XSQ Verification Process
The http://tyaga.org/ipp/xotaur-sha1-query.html (XSQ) verification process is a means to query an accountant for the status of a specific payment.
A payment offer or decision notification is thus verified against the accountant of a co-transactor.
A notification is not assumed to have come from an authorized party unless the query verification is successful.
The XSQ verification process involves the following steps:
- Xotaur Serialization: For each payment record, a white-space concatenation of the following IPP parameters is formed into a string:
from: the 'from-brand' in the *original* payment record
to: the 'to-brand' in the *original* payment record
amount: original payment amount
unit: original payment unit
memo: original payment memo
Note that in case of a reset payment, the original amount, xtime, and/or memo values are used
for the xotaur serialization. Do not use the ref_amount, ref_xtime, and/or ref_memo.
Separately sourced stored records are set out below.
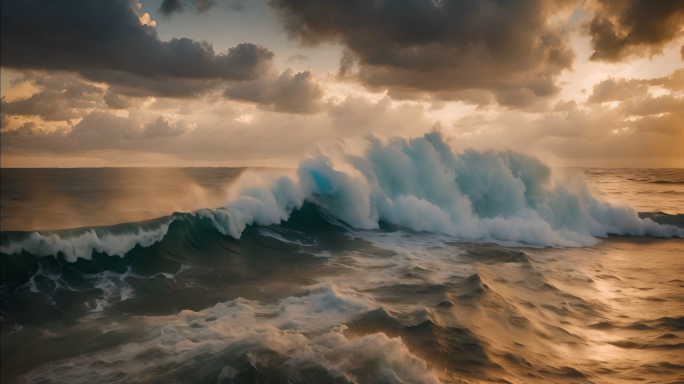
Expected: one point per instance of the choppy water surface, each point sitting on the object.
(318, 299)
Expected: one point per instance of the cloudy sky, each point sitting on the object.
(266, 83)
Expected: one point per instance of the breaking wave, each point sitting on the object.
(420, 184)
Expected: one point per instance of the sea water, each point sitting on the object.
(408, 264)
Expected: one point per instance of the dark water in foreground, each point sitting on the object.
(313, 300)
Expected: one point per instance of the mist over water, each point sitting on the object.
(407, 264)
- SHA1: The sha1 digest of the xotaur string is used as the record ID between the transacting entities. The Notifier must include the sha1 digest as the value of the "ver_data" parameter in the IPP notification.
- GET-Query: The verifier queries the Notifier Accountant with the GET-query parameters "?xsq=0.1&record_SHA1=...xotaur...sha1...".
- The Notifier Accountant responds with json-encoded string or xml-equivalent:
- The verification is considered successful if the response code, status and xotaur matches the expected values based on the IPP notification parameters.